Ve yeni gerçekliğe kabul vermek
Yeni normalin sınırları, formu ne olur öngöremiyoruz. Dijital eğitim, sosyal medyadan sosyalleşmek, oturma odalarından uluslararası toplantılara katılmak, internetten alışveriş yapmak… Elbette bizim için iyi ve normal olanı arayacağız. Değişime direnmek enerji kaybettirir. Fakat insan esneyebildiği oranda sağlıklıdır. Değerlerimizi merkeze alarak yeniye adapte olmayı, yani bu devasa dalgalar gibi büyük ve hızlı değişimin içinde sörf yapmayı öğreneceğiz. Bunu yaparken kendimize ve yakınlarımıza şefkatli ve anlayışlı olmayı unutmayarak elbette. Bir bela gibi değil bizi büyüten ve geliştiren bir okul gibi değerlendirmek faydalı olacaktır süreci.

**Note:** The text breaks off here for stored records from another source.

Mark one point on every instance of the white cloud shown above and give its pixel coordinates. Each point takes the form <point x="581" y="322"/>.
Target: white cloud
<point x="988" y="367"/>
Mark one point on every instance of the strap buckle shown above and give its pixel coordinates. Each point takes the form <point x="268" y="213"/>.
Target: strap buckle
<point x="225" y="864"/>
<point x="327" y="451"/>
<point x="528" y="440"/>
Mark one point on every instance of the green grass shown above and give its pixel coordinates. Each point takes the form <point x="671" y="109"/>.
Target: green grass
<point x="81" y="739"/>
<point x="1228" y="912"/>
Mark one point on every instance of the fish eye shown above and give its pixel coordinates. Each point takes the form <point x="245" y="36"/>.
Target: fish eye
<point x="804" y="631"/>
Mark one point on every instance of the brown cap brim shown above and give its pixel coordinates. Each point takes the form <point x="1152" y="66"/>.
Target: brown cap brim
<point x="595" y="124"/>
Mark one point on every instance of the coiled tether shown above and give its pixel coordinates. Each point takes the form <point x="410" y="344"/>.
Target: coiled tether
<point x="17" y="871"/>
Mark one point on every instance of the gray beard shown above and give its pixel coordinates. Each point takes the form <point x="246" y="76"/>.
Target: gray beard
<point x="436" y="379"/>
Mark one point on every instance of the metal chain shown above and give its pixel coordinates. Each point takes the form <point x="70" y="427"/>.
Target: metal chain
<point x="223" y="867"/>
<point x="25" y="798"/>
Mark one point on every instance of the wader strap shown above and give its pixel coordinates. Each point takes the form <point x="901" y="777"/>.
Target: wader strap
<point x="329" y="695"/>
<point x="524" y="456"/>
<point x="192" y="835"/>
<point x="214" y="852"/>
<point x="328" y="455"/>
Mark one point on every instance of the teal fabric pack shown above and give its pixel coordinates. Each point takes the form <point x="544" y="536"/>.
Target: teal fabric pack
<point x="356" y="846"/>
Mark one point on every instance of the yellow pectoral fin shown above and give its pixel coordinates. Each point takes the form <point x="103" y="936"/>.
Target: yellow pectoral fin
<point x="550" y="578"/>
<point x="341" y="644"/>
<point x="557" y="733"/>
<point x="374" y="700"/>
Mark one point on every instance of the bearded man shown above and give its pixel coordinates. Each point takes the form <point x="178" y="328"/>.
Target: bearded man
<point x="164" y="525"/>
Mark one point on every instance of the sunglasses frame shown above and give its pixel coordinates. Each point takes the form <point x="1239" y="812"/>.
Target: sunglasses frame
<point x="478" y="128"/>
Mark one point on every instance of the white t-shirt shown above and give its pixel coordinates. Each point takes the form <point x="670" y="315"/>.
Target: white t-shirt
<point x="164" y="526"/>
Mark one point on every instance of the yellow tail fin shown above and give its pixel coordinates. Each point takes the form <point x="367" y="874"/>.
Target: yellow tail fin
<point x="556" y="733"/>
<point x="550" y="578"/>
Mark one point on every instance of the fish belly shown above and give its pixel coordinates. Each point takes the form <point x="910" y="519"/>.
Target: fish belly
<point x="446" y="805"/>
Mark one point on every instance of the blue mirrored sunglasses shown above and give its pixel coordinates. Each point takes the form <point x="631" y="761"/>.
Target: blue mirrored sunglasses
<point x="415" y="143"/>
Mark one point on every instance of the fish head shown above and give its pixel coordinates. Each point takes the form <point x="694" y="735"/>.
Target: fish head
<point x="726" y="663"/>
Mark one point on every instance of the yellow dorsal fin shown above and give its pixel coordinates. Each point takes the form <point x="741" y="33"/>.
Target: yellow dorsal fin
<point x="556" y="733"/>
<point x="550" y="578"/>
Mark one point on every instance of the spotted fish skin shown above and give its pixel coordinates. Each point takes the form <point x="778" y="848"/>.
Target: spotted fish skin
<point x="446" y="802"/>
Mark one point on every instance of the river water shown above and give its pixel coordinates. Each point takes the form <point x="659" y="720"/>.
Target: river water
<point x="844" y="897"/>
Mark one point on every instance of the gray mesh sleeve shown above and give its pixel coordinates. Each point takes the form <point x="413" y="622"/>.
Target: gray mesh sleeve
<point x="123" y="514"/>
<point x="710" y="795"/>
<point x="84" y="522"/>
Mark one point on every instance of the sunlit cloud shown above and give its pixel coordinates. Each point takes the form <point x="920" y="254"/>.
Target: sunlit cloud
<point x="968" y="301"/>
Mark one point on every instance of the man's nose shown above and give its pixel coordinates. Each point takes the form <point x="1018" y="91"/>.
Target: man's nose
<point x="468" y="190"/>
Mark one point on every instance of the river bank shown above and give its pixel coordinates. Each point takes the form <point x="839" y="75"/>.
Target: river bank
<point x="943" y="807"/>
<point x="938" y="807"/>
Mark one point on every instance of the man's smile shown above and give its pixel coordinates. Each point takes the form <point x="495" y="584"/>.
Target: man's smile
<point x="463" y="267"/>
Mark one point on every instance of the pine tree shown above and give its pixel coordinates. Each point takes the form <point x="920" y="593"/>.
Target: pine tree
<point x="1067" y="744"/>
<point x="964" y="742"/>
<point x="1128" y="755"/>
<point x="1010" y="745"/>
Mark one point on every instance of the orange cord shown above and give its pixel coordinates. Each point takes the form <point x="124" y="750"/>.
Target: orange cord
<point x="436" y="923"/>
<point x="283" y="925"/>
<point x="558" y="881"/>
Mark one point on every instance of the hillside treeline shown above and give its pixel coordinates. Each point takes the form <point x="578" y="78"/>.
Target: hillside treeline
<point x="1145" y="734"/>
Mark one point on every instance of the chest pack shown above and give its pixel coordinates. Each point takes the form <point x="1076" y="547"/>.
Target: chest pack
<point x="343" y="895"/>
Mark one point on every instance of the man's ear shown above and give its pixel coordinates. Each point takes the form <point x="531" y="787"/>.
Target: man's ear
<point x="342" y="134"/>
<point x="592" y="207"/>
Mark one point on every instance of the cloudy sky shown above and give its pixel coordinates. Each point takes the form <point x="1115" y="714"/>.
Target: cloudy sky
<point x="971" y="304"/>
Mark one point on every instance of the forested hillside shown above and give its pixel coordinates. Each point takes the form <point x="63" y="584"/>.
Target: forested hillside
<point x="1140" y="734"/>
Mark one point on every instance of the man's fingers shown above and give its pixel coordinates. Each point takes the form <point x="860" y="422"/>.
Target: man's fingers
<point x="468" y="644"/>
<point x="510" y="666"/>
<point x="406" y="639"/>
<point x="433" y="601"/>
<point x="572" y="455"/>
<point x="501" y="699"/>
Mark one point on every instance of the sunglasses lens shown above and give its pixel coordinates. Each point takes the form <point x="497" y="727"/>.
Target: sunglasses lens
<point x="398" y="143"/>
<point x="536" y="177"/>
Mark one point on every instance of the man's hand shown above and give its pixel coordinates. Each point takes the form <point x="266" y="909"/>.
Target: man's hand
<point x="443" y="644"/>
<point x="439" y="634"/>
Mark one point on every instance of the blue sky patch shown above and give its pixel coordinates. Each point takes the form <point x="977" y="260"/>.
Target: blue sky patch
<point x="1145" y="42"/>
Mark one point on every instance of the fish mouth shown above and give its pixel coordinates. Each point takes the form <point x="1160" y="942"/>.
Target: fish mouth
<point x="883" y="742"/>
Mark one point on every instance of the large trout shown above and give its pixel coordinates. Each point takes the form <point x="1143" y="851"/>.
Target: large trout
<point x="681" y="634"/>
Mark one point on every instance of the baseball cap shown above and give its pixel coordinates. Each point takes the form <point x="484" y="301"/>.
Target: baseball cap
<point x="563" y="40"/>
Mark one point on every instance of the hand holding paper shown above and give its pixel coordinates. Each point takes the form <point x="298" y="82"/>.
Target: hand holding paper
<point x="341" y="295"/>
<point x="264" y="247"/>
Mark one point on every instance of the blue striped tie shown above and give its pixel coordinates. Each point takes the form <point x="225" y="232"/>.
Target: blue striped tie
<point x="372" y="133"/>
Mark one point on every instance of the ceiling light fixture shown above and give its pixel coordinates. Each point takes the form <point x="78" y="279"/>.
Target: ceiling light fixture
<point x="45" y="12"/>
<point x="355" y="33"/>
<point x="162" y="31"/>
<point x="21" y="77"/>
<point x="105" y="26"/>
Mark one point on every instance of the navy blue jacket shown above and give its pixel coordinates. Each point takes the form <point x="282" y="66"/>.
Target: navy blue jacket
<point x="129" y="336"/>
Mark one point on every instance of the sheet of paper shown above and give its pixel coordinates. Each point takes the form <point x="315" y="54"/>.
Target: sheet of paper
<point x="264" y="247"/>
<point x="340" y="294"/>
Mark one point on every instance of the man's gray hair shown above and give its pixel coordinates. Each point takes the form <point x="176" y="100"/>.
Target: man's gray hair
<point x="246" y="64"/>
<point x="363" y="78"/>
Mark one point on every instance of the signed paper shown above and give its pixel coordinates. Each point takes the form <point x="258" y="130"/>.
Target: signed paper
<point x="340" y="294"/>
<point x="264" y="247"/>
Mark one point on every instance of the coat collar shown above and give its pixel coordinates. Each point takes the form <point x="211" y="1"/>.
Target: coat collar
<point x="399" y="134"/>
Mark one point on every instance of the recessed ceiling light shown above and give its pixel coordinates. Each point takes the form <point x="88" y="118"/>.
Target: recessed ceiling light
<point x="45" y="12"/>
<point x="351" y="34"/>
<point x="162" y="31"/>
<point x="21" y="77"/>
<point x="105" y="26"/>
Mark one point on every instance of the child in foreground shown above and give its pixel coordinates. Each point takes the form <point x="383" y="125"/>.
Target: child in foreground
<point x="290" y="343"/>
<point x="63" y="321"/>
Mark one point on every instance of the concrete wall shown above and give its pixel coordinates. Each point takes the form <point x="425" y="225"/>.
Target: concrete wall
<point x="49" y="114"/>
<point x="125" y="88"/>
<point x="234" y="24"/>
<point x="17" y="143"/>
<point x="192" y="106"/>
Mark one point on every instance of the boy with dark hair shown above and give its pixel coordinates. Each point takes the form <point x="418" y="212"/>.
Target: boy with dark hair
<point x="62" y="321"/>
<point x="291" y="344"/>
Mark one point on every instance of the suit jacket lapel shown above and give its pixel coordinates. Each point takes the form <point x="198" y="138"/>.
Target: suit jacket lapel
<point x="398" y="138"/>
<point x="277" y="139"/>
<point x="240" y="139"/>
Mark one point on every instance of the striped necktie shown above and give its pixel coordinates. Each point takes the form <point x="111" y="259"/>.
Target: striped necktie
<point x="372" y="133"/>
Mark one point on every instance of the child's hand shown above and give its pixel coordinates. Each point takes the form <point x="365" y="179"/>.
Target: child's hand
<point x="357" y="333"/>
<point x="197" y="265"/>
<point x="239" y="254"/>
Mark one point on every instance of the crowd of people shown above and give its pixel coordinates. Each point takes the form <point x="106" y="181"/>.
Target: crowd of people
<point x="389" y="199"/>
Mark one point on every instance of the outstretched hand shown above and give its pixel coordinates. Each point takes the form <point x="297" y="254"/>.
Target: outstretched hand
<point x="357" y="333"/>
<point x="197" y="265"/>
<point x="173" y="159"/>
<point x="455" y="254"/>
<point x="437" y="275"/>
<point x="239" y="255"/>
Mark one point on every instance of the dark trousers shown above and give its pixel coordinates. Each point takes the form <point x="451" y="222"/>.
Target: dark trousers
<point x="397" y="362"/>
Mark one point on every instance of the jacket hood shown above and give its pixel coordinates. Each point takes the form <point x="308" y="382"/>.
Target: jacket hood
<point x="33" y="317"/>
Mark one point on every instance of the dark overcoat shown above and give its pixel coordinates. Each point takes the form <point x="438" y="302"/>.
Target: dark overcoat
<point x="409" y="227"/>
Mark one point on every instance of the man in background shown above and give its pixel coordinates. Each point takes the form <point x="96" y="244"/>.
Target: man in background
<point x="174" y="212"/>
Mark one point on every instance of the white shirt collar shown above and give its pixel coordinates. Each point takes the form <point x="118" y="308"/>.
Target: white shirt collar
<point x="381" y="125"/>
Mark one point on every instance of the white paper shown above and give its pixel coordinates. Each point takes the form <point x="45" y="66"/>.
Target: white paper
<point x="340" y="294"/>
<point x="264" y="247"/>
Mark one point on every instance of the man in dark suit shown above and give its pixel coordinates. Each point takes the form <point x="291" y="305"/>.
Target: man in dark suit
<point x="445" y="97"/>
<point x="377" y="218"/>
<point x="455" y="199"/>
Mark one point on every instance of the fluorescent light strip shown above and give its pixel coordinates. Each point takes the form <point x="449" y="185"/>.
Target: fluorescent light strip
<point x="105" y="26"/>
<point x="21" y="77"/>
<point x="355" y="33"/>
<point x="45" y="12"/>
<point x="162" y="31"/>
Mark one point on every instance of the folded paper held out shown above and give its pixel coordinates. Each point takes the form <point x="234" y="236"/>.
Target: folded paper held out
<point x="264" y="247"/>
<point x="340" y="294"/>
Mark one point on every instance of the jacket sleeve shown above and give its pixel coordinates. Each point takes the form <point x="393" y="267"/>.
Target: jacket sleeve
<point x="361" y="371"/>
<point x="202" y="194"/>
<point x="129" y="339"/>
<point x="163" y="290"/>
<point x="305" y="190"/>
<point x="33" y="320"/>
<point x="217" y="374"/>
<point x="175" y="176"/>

Ortak kader duygusunu birlik bilincine dönüştürmek
Acılara ve zorluklara dayanıklı ve iyisi çok olan bir toplumuz. Yine aynı hassasiyet ve duyarlılıkla hareket ediyoruz birbirimize. Kapital sistemin pompaladığı bencilce ve kendin için yaşa zihniyetinin sonucunu yaşarken, bu süreç biz bilincini ve diğerlerine ve bütüne merhamet etmeyi, düşünmeyi ve birliği pekiştiriyor. Bunu evrensel bir sorumluluk bilincine taşımayı güçlendirebiliriz. İnancımız, kültürümüz ve mayamız buna çok yatkın şükür.
Yeni rutinler oluşturmak, üretmek ve umut etmek
Bir çocuğun yürümeyi öğrenmesi gibi küçük adımlarla başlayalım yeniden. Ruhsal haritamızı, içinden geçtiğimiz gerçekliği, kısıtlılıklarımızı ve ne yapabilirliğimizi yeniden fark edip adım adım ilerleyelim. Şu anki imkanlarımıza uygun beklentiler içinde bulunalım kendimizden ve diğerlerinden. Sakin, sabırlı fakat istikrarlı olalım. Yeni rutin ve ritüeller belirleyelim. Basit ama keyifli alışkanlıklar edinelim. Düzenli uyku, düzenli yemek, bol hareket. Ailece çay saati, film akşamı, oyun, sohbet vakitleri belirleyelim. Ailedeki herkesin özel alan ve ihtiyaçlarına duyarlı olalım. Sarılalım, dinleyelim, anlaış gösterelim. Elimizden ne geliyorsa üretmeye devam edelim. Üretmek ve umut etmek, ben işe yarıyorum ve gelecekten güzel payları hak ediyorum duygusuna sebep olur. Kendimizi motive edip destekleyelim.
Eylemde kalmak, hareket ve yardım etmek
Hem zihinsel hem bedensel faydalı eylemlerde bulunmak gereksiz ve bizi yoran düşüncelerin ve amaçsızlığın önüne geçer, yeni alışkanlıklar edinmemizi sağlar, faydalı hissettirir, sürecin savrulmalarına güvenli bir dayanak olur, moral ve motivasyon sağlar. Yardım etmek, elimizle, elimizle olmuyorsa dilimizle, dilimizle olmuyorsa iyi dileklerimizle bir başka cana dokunmak en çok bize iyi gelir.